Figure 5.

Rac1 mediates the expression of eNOS mRNA through transcriptional and posttranscriptional mechanisms. A, Effect of Rac1 inhibition on eNOS mRNA and protein levels in cultured ECs as assessed by Northern and immunoblot analyses. Left panel, human aortic endothelial cells (HAEC) were infected with adenoviruses encoding enhanced green fluorescent protein or dominant negative Rac1 (N17Rac1) at 50 MOI for 24 hours. Right panel, bEND.3 cells were treated without or with 100 μmol/L Rac1 inhibitor (NSC23766) for 24 to 72 hours. 18S: EtBr-stained bands corresponding to 18S rRNA. B, Effect of Rac1 inhibition on eNOS promoter activity. Left panel, the structure of luciferase reporter construct harboring -1.6 kb upstream sequence of human eNOS gene (F1. Luc).

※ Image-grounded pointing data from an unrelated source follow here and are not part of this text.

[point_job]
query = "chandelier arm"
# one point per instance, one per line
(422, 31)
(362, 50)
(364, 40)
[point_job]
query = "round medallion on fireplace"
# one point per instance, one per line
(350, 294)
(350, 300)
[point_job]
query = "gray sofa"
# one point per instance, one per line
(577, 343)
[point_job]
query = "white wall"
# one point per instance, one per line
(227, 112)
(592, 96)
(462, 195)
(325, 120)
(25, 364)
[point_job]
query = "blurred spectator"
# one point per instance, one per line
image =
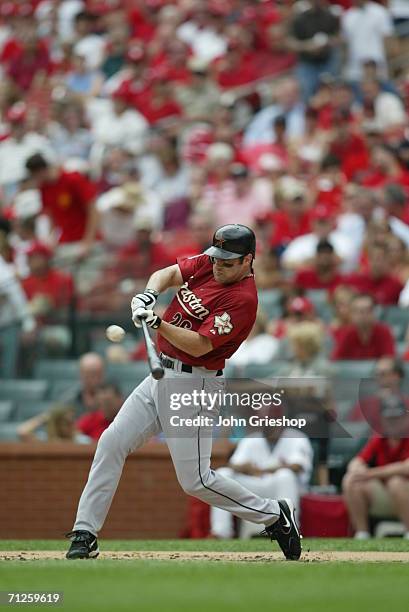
(378, 282)
(268, 274)
(200, 97)
(341, 300)
(83, 395)
(323, 274)
(83, 82)
(384, 108)
(301, 250)
(398, 258)
(288, 105)
(29, 226)
(20, 144)
(31, 62)
(46, 287)
(276, 462)
(389, 378)
(306, 339)
(314, 36)
(56, 425)
(376, 482)
(204, 33)
(117, 123)
(296, 310)
(121, 207)
(259, 347)
(366, 28)
(68, 133)
(87, 43)
(108, 402)
(240, 203)
(292, 219)
(68, 199)
(365, 337)
(14, 318)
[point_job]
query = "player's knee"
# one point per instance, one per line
(285, 476)
(396, 485)
(225, 471)
(194, 483)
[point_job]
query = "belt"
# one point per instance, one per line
(170, 364)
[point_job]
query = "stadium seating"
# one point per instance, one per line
(18, 389)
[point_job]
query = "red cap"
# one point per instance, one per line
(16, 113)
(301, 305)
(39, 248)
(320, 213)
(135, 53)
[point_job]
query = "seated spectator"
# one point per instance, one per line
(120, 207)
(297, 309)
(389, 376)
(378, 282)
(382, 107)
(274, 463)
(323, 274)
(201, 96)
(20, 143)
(292, 220)
(288, 104)
(68, 133)
(47, 288)
(314, 37)
(268, 273)
(59, 426)
(259, 347)
(308, 362)
(68, 199)
(242, 204)
(341, 300)
(83, 82)
(301, 250)
(118, 124)
(364, 337)
(376, 483)
(83, 395)
(108, 402)
(29, 226)
(14, 319)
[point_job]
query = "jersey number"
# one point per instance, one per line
(178, 321)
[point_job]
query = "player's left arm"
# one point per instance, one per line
(185, 340)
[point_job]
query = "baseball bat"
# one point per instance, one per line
(155, 364)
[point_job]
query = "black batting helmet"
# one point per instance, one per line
(232, 241)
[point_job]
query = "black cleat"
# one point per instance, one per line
(84, 545)
(285, 531)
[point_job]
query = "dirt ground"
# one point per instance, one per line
(254, 557)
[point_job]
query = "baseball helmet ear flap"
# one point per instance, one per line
(232, 241)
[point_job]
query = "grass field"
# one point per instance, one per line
(210, 585)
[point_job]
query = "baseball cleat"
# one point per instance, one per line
(285, 531)
(84, 545)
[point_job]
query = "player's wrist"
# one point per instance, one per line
(152, 292)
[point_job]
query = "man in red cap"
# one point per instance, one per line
(365, 337)
(303, 249)
(17, 147)
(46, 287)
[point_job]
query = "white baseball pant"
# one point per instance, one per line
(145, 413)
(281, 484)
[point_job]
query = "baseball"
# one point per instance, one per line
(115, 333)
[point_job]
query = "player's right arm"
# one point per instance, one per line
(158, 282)
(165, 279)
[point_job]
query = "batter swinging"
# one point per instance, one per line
(210, 316)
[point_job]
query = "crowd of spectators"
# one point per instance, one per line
(129, 130)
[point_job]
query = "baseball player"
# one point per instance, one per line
(210, 316)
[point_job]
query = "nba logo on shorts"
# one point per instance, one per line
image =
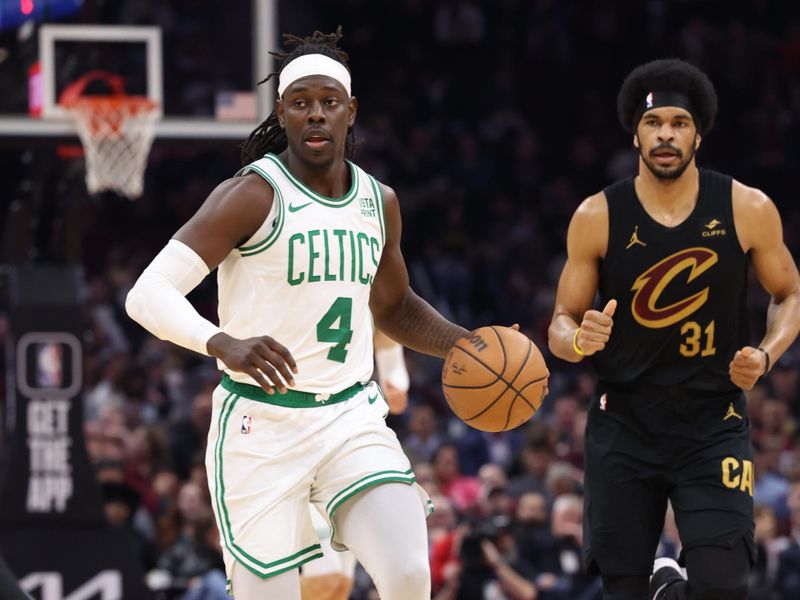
(246, 423)
(49, 365)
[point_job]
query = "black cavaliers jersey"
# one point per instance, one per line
(680, 290)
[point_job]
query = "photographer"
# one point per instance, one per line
(487, 565)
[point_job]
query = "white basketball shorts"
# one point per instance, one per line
(269, 456)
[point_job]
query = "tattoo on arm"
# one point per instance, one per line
(418, 326)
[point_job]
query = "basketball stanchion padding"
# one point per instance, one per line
(116, 131)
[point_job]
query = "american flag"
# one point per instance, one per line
(235, 106)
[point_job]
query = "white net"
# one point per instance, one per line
(116, 133)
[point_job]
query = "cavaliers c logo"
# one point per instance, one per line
(650, 285)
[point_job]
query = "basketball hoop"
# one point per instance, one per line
(116, 131)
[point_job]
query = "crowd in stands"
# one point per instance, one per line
(492, 120)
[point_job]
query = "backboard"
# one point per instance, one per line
(199, 61)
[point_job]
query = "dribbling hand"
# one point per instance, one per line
(747, 366)
(596, 329)
(260, 357)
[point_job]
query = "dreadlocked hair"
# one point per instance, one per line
(269, 136)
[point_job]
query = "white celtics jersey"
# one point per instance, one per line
(304, 278)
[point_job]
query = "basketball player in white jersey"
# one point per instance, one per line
(308, 250)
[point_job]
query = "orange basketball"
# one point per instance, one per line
(494, 379)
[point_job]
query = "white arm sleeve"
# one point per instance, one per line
(157, 300)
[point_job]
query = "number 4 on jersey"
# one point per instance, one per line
(340, 311)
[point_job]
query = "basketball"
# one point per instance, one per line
(494, 379)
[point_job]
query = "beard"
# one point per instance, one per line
(668, 173)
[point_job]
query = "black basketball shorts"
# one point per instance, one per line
(649, 446)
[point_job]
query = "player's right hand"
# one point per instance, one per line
(596, 329)
(260, 357)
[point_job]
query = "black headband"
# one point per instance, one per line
(667, 98)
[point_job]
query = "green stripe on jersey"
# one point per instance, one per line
(381, 211)
(272, 236)
(332, 202)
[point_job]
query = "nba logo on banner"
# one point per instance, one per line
(49, 365)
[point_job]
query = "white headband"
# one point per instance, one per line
(313, 64)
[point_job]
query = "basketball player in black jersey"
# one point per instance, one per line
(668, 252)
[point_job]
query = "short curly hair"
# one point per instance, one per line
(672, 75)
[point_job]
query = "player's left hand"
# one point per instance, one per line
(747, 366)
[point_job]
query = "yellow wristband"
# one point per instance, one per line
(575, 347)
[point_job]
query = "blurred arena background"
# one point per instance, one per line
(492, 121)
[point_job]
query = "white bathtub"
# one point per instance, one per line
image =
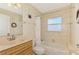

Right panel, the promoter activity of F1. Luc in BAEC and bEND.3 cells cotransfected with pcDNA3, N17Rac1, or dominant negative PAK1 (K299R PAK1) expression vector and subsequently treated with vehicle, Rac1 inhibitor, apocynin (30 μmol/L) or NAC (10 mmol/L). Data are mean±SEM of the relative luciferase activity from triplicate assays. C, Effect of Rac1 inhibition on eNOS mRNA stability. Confluent bEND.3 cells were treated with 5,6-dichlorobenzimidazole 1-β-d-ribofuranoside (50 μmol/L) in the absence or presence of 100 μmol/L Rac1 inhibitor for indicated periods. eNOS mRNA expression was assessed by Northern blot analysis (left) in duplicate and quantified by densitometry (right panel). *P<0.05; #P<0.01.